Can Poker Chip Arrangements Be Optimized for Maximum Profit?

[whdahl]

Hey everyone. I was pondering how best to optimize a chip arrangement for a poker game. This is the scenario I've thought up:

There are 4 denominations of colored chips with a set value.
White (W) = 0.05
Red (R) = 0.25
Blue (B) = 1.00
Green (G) = 5.00

A player wants to purchase 40 dollars worth of chips. If he must receive exactly 60 chips total, what is the optimal amount of each chip denomination to give the player?

These two conditions, (the $40 buy in and the 60 chip amount) will yield two equations:

xW + yR + zB + wG = 40
x + y + z + w = 60

There are 2 equations and 4 unknowns. Where might I find two more equations so that I can solve the equations, or is there some method using calculus that would yield a result?

 

[SteamKing]

What do you consider to be an "optimal" amount? This is a very vague term in this context.

 

[jbriggs444]

There are 2 equations and 4 unknowns. Where might I find two more equations so that I can solve the equations, or is there some method using calculus that would yield a result?

You also have the constraints that x>=0, y>=0, z>=0 and w>=0 and that x, y, z, w are integers. And you have your expressed desire for optimality.

In the absence of a constraint to integer values this might be an exercise in "linear programming" -- find the maximum of a linear function in n real-valued variables given a set of linear inequalities that those variables must satisfy.

With the restriction to integer values, this is at worst a matter of searching a finite number of possibilities for an optimum.

 

[whdahl]

Another constraint would be that x > y > z > w >= 0 because it is best to have the highest amount of smaller chips. Is there an efficient way, using matrices perhaps, of solving for solutions?

 

[jbriggs444]

Another constraint would be that x > y > z > w >= 0 because it is best to have the highest amount of smaller chips. Is there an efficient way, using matrices perhaps, of solving for solutions?

If your job were to hand out $42 using exactly 10 chips, would this "constraint" still apply?

When describing optimization problems, a "constraint" is a hard requirement which must be met. Any possible solution must meet each and every constraint. In addition to the constraints, you generally have a way to rank the possible solutions to see which one(s) are best.
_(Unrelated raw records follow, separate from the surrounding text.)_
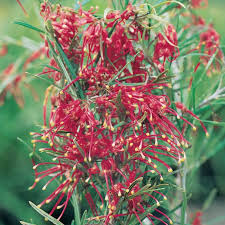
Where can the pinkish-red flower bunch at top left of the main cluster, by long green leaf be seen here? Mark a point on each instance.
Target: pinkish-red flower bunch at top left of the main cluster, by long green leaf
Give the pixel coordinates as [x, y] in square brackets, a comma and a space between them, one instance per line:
[65, 24]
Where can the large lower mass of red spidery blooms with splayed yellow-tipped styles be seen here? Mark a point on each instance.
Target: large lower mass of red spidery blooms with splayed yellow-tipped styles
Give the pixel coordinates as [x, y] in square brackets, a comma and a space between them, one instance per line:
[132, 129]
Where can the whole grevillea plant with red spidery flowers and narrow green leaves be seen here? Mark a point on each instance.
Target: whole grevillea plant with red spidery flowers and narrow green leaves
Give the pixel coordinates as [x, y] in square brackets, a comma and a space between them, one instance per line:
[116, 118]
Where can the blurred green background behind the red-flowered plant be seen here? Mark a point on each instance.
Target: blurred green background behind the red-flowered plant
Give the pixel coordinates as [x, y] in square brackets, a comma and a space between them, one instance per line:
[16, 173]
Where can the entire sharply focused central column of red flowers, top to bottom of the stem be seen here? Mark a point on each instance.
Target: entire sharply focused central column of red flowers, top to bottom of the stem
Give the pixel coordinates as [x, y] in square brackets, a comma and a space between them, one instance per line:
[111, 128]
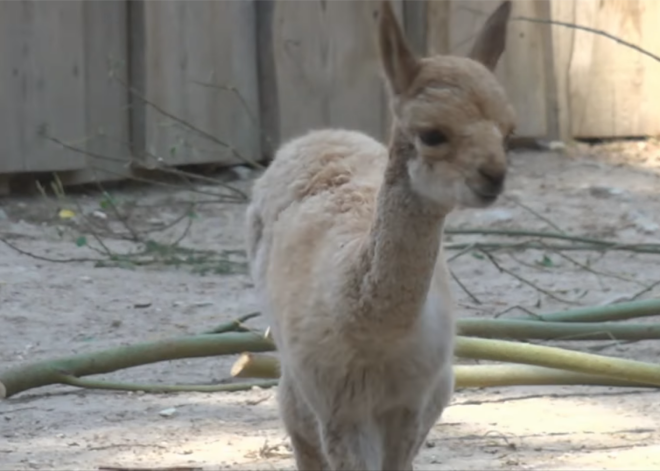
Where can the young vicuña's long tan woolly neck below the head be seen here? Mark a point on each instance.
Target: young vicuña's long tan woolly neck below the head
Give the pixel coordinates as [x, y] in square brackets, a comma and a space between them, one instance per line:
[399, 255]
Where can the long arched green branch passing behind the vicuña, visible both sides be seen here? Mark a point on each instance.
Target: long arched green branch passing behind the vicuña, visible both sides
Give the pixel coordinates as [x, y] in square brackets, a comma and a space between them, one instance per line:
[69, 370]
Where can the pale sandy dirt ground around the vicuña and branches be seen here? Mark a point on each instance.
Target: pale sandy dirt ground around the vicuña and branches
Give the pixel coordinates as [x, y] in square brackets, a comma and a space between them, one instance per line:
[52, 309]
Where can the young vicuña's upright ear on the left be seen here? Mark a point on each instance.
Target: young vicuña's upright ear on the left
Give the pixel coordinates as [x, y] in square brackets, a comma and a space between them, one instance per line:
[399, 62]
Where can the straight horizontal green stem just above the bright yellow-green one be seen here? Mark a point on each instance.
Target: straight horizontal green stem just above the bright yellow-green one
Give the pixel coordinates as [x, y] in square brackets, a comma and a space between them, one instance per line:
[533, 329]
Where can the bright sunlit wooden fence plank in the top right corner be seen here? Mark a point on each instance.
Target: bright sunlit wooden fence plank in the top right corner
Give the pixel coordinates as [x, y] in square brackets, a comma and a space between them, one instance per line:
[613, 89]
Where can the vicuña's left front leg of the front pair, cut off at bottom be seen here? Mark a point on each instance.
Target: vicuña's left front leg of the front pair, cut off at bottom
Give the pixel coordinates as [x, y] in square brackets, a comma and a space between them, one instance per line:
[352, 444]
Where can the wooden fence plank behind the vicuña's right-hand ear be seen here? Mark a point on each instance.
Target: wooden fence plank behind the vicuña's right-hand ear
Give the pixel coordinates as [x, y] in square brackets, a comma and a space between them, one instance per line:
[522, 68]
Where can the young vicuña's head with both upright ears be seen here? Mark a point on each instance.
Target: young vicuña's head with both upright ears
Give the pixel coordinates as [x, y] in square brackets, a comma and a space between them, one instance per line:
[451, 112]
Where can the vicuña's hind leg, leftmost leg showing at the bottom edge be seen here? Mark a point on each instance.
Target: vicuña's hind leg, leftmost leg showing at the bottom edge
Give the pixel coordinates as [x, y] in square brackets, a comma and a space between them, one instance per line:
[301, 426]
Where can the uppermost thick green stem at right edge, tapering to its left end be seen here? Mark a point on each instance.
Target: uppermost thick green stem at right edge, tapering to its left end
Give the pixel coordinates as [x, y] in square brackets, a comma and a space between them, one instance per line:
[613, 312]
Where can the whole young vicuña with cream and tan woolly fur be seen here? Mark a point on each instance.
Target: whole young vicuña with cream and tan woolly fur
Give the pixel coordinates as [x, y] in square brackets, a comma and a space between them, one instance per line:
[344, 242]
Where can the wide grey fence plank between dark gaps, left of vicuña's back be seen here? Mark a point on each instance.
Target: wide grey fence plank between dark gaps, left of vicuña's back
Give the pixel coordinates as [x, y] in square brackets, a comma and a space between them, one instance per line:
[191, 50]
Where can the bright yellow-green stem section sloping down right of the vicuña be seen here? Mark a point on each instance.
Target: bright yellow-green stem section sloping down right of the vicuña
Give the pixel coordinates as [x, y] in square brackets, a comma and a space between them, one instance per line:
[514, 352]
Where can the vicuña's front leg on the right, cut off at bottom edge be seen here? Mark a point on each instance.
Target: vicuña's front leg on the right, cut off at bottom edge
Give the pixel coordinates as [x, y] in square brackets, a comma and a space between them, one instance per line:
[402, 428]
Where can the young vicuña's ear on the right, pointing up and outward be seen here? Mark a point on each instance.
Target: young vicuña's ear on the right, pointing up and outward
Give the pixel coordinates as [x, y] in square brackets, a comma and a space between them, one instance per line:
[491, 41]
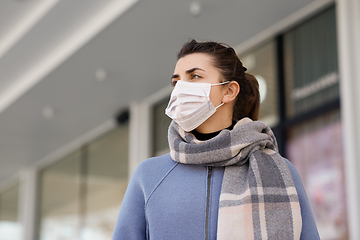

A solution which is tied for best is "optimal".

"x > y > z > w >= 0" has the form of a constraint. It does not provide a way to rank solutions except in the crudest of ways (all solutions which satisfy the inequality are tied for best).

You have said that "it is best to have the highest amount of smaller chips". One possibility is that you want the solution that gives the player the highest possible number of white $0.05 chips. If multiple solutions maximize the number of white chips you want the solution that gives the player the highest possible number of red $0.25 chips. And so on. Is that what you are after?

A related problem is: https://en.wikipedia.org/wiki/Change-making_problem

 

[whdahl]

You have said that "it is best to have the highest amount of smaller chips". One possibility is that you want the solution that gives the player the highest possible number of white $0.05 chips. If multiple solutions maximize the number of white chips you want the solution that gives the player the highest possible number of red $0.25 chips. And so on. Is that what you are after?

Yes.
After reading through that wiki page and another on dynamic programming, it seems that this is a problem that can be solved using VBA in excel.